To date, research has investigated relationships between various indices of physical activity and body composition in a range of populations, including children, 7, 8, 9 young co-ed samples, 10 older co-ed samples, 3 middle-aged females, 11, 12 and African American females with a range of adiposity values. 13 Age, through its direct effects on body composition and indirect effects on physical activity, and sex are known to influence associations between physical activity and body composition, 3, 4, 10 posing limitations to studies using a broad range of ages and mixed sexes. Comparatively less research examining these relationships has been conducted on college-aged individuals, 14, 15, 16 and the physical activity behaviors of college students has been identified as a “seriously neglected” field of study. 16 Researchers have called for more research to understand energy intake and energy expenditure behaviors and patterns in this population. 14

Previous research has employed various wearable technology devices (e.g. pedometers, accelerometers) and/or questionnaires to assess physical activity, in combination with basic, sometimes self-reported, anthropometric measures. Use of subjective measures of physical activity has been cited as a primary problem associated with research on this topic. 16 Additionally, most investigations have been single cross-sectional designs, 3, 8, 9, 10, 12, 17 and it is unclear how reliable associations reported from such data may be.

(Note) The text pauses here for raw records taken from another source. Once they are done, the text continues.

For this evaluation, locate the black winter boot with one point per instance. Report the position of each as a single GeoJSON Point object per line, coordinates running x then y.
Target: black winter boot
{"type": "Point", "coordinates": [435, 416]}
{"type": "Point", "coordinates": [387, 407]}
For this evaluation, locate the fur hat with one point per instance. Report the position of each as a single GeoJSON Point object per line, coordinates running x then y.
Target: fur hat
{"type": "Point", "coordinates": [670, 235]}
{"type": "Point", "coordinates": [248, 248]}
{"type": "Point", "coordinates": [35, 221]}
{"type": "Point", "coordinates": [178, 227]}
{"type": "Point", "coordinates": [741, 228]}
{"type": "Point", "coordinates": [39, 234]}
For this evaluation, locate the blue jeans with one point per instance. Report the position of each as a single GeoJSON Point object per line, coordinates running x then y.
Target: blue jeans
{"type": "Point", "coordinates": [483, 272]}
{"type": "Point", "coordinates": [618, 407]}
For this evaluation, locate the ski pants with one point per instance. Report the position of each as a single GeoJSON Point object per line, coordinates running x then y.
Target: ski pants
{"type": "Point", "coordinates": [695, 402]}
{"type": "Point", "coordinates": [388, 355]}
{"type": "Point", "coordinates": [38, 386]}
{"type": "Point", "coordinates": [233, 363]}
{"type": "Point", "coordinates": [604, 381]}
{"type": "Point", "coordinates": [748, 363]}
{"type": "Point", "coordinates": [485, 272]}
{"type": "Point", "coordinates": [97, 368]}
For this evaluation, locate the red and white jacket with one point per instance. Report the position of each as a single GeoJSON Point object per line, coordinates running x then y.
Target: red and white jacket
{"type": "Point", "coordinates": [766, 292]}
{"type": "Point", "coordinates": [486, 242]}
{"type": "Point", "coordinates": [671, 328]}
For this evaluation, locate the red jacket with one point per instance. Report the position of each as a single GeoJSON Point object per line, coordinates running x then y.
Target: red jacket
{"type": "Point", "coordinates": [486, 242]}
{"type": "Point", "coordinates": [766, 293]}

The primary purposes of this investigation were to examine associations between multiple indices of energy expenditure and body composition using objective measures and determine which index of energy expenditure is more strongly and consistently associated with a given dimension of body composition. A secondary purpose was to describe aspects of energy intake.

2. Methods

2.1. Subjects

College-aged males were recruited for participation. Pre-participation screening, which included a general physical activity readiness questionnaire and health status questionnaire, revealed all participants were healthy and regular exercisers. The study was approved by the Institutional Review Board of the University of Mississippi. After explanation of all procedures, risks, and benefits, informed consent was provided by all participants.

2.2. Body Composition Assessment

Height (cm) and weight (kg) were measured using standardized procedures and a physician’s scale. Dual energy x-ray absorptiometry (DXA) (Hologic Delphi-W; Bedford, MA) was used to assess indices of body composition (BC), including total body bone mineral content (BMC) (g) , lean soft tissue (LT) (g), and adipose tissue (AT) (g, %). DXA was performed at two time points (T1, T2) coinciding with energy expenditure and energy intake assessment.

2.3. Energy Expenditure Assessment

Energy expenditure (EE) was assessed using the BodyMedia SenseWear PRO2 armband (SP2). The SP2 is a research-grade device worn on the superoposterior dominant arm that uses a proprietary formula to estimate EE from data derived from a pedometer, biaxial accelerometer, and three thermistors which measure environmental heat exchange and the galvanic skin response. It has been validated as a tool to assess physical activity in free-living conditions. 18 Unlike many other wearable technological devices, the SP2 does not allow users to see their physical activity data, which is worth noting to address concerns regarding the motivating nature of instant feedback from activity trackers. 19 EE was assessed over two 3-day time periods (T1, T2). Each of these periods consisted of one weekend day (Friday-Sunday) and two weekdays (Monday-Thursday). It has been reported that, unlike adults, adolescents and college students are less active on weekend days than weekdays. 20 The SP2 collected four mean daily indices of EE: total energy expenditure (TEE, kcal), active energy expenditure (AEE, kcal), physical activity duration (PA, mins), and number steps per day (STPS). SP2 collected data once per minute, and 2.5 METS was the threshold for AEE detection. Participants were instructed to wear the SP2 continuously for three days, except when showering and/or swimming. Each participant provided a total of six days of physical activity data.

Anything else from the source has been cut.